Un article qui concentre à lui seul de nombreuses inquiétudes et crispations.
Sous couvert de la lutte contre les fraudes, cet article prévoit d’ouvrir aux complémentaires santé l’accès aux données de santé de 68 millions de Français et introduit une dérogation au secret professionnel qui protégeait jusqu’alors strictement les patients. Pour la FSDL, cette évolution, impensable, constitue une remise en cause majeure d’un principe fondamental de notre système de santé : la confidentialité absolue des informations médicales.
C’est pourquoi la FSDL est favorable à la limitation de l’usage des données traitées par les organismes complémentaires aux seuls codes regroupés.
Le bénéfice attendu de cette mesure est estimé par l’État à seulement 1 million d’euros. Une somme dérisoire au regard des risques considérables que ferait peser une telle disposition sur la protection et l’utilisation des données de santé des patients.
Dans ces conditions, la FSDL s’interroge sur l’obstination du Gouvernement, soutenu par plusieurs députés du bloc central, à vouloir maintenir cette disposition. La lutte contre les fraudes est un objectif légitime et partagé.
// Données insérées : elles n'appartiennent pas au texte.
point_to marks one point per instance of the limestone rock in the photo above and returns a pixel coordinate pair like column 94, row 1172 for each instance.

Toutefois, elle ne saurait justifier une atteinte disproportionnée au secret professionnel.
D’autres solutions existent pour fluidifier les échanges d’informations entre l’Assurance maladie et les complémentaires santé dans un objectif de lutte efficace contre les fraudes. La normalisation des factures ou encore l’utilisation de factures CERFA constituent des pistes concrètes, opérationnelles et respectueuses des droits des patients.
La FSDL réaffirme son opposition ferme à toute dérogation au secret professionnel et appelle solennellement les députés à retenir des mesures équilibrées, proportionnées et justes, conciliant efficacement la lutte contre les fraudes et la protection des données de santé.